What you can do do is create a third assignment, called "Final Exam Option", or something (but not the same name as the other Final Exam) in your "within semester exam" assignment group. Make the submission type "no submission" or "on paper". Add a rule to drop the lowest grade in the within semester exams assignment group.

Once the final exam has been graded, duplicate the scaled score on the final exam as that third grade. By scaled score, I mean so it counts the same as the other midterm exams. If your final is worth a different amount of points (there is no requirement to do this since you're using weighted assignment groups), you would need to scale it to be the same as the other two exams.

Here's what happens when you do this.

  • Sofia scores 75 and 60 on the midterm exams and 50 on the final. Of the three grades in the assignment group, 50 (the final) is the lowest and so Canvas only uses the 75 and 60 for that group. The final is still counted in its separate assignment group. The final does not replace the lowest midterm.
  • Tomas scores 75 and 60 on the midterm exams and 70 on the final. Of the three grades in the assignment group, 60 (one of the midterm exams) is the lowest and so Canvas drops the lowest midterm and replaces it with the final. The final still counts in its separate assignment group. The final replaces the lowest midterm.

If you have large classes, you can export the grades into Excel, copy them (or scale them if needed) into the third assignment in the midterms assignment group, and then import them back into Canvas.
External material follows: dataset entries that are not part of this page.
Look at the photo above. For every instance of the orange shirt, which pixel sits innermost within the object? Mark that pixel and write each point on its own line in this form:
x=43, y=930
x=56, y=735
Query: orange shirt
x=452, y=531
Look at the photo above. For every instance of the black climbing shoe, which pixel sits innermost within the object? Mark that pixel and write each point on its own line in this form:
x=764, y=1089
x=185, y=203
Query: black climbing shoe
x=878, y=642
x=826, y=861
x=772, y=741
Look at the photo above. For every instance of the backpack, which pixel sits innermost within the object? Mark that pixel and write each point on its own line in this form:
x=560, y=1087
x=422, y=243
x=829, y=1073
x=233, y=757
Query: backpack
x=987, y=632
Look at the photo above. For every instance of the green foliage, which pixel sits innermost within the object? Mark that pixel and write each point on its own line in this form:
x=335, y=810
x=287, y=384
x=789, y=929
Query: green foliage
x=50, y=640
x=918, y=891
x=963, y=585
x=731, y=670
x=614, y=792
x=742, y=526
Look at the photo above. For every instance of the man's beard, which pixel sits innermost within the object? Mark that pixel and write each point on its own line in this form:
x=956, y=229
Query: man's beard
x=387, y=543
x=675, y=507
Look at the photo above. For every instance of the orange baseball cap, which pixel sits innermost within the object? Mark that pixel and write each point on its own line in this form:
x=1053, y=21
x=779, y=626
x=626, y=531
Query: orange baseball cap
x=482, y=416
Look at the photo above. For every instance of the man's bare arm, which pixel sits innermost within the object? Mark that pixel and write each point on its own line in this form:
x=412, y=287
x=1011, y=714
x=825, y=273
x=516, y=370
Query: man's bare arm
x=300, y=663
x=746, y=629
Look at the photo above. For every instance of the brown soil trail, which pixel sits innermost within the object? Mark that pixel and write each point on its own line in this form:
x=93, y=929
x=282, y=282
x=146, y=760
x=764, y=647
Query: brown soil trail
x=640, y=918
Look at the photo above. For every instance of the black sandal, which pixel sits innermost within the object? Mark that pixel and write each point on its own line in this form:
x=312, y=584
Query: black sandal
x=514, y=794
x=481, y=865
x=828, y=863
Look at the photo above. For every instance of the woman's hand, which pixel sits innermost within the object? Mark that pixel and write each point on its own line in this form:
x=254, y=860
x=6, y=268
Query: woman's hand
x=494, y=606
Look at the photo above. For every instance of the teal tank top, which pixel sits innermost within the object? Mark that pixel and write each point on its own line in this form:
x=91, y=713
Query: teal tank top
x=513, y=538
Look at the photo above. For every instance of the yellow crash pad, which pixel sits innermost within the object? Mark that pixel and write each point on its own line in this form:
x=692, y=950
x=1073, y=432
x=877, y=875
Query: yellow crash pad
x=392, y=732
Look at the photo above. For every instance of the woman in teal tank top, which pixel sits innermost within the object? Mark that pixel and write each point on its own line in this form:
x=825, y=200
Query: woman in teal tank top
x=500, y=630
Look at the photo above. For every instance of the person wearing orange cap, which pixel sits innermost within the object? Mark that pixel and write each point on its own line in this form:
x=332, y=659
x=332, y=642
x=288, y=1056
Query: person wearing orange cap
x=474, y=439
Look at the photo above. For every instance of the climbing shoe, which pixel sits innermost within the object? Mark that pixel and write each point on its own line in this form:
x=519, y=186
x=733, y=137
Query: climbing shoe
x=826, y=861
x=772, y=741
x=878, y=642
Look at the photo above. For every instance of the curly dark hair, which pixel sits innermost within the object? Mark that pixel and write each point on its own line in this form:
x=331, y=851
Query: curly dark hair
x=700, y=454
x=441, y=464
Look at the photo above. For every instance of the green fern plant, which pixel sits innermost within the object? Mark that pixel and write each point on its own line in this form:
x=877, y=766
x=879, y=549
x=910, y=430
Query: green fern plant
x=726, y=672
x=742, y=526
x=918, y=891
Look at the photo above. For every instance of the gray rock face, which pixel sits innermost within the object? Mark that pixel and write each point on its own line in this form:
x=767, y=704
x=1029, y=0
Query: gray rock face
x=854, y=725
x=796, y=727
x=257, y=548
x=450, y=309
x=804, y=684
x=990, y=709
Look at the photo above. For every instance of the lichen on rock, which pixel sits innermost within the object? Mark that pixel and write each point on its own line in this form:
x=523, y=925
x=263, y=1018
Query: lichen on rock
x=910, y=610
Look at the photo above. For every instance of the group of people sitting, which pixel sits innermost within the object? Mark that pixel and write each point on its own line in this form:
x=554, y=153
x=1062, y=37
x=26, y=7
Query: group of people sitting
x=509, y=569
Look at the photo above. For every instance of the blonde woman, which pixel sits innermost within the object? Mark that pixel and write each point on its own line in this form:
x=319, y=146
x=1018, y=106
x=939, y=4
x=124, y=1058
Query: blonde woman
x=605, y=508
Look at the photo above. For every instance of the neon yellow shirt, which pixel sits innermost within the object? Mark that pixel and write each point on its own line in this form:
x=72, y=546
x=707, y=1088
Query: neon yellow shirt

Because the rule to drop the lowest grade will impact the grade and drop it before it should be dropped you should compensate for that early on. You could go ahead and put the lowest of the two midterm exams in that third column after the second midterm, but I would recommend putting a 0 in for the third grade as soon as the assignment is created and the rule is added. That 0 will force Canvas to keep the other grades until there is actually something for the final.

For students, tell them when they are playing with the "What if" grades that they should enter their final exam score into both assignments.

You do not want two grading schemes for your situation. That is overly complicated for the students and some will rightfully argue they were confused. I've seen some people request it for classes where graduate and undergraduate students are taught in the same course and the university has different requirements. 

Avoiding the Canvas gradebook is bad for the students. Keeping the grades in Excel robs the students of knowing where their at in the course and it might also prevent any early alert software your university system is using from doing its job.

Community Member

Thanks for the work around! I would still say the assertion is true, Canvas does not allow two different weighted assignment schemes in the gradebook, because it doesn't. But this is definitely a good way around for what I use it for with this particular course.  

I do not agree with the assertion that avoiding the Canvas gradebook is bad for students. As long as they are able to  view their grades in some platform - such as a shared Google sheet where they can view only - the students are not robbed of knowing where they are in the course and early alerts can still be provided. I have found that it works just as well and is good for students. I have also used a two grading scheme option in Blackboard and never once had a student even mention it was confusing let alone argue and had many mention it was easy to understand their grade, and I get about 1000 students a year. I can't speak for other instructors but I don't have reason to believe it would be confusing in my case. I think it is unfortunate that you had experiences with students actually arguing with the instructor about confusion.

But I definitely think having everything all in one place is ideal. I will certainly try your suggestion and see how it goes in the fall. Thanks again!